Before We Met by Lucie Whitehouse; book review


Gone Girl had neon orange lettering on matt black with a demented scribble design. Before We Met has neon pink lettering on matt black with an exploding flower. Its tagline - “The most dangerous lies are those closest to home” – could very well have been the tagline for Gone Girl.

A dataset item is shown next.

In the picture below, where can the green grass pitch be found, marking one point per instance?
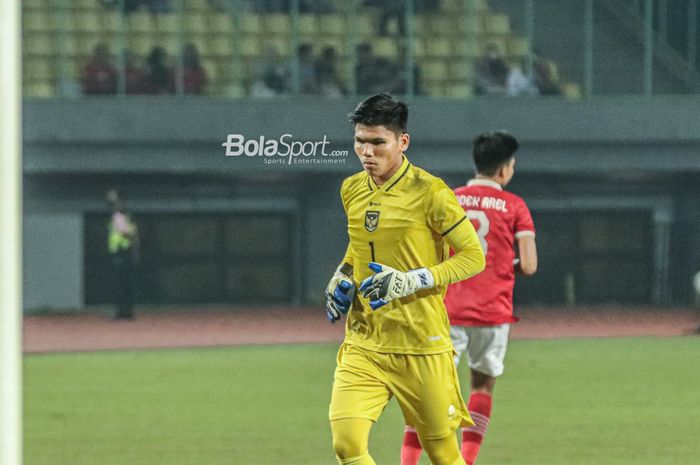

Publishers love a formula, and in the last three years domestic thrillers in the Did I Marry an Axe Murderer? mode have been a lucrative hit. It makes sense. If the search for Mr Right has spawned thousands of romances, then what happens if Mr Right turns out to be Mr Psychopathically Wrong ought to be fertile ground for thousands of thrillers. Before We Met follows Gillian Flynn’s superbly tricksy Gone Girl and S J Watson’s Before I Go to Sleep – both international bestsellers with Hollywood adaptations in the pipeline – in asking the worrisome question, how well does any wife really know her husband?

Like its predecessors, Before We Met is told from the point of view of a paranoid her indoors. This one is Hannah, a thirtysomething British advertising executive who lives in New York and, like an advertising exec’s case study of an upwardly mobile thirtysomething, likes Barolo wine, Alan Hollinghurst novels and running (or at least she pretends to like the latter). She does not like serious relationships and avoids commitment for fear of ending up like her “moribund” mother, a divorcee who lives alone in Malvern, having driven her husband away with jealousy.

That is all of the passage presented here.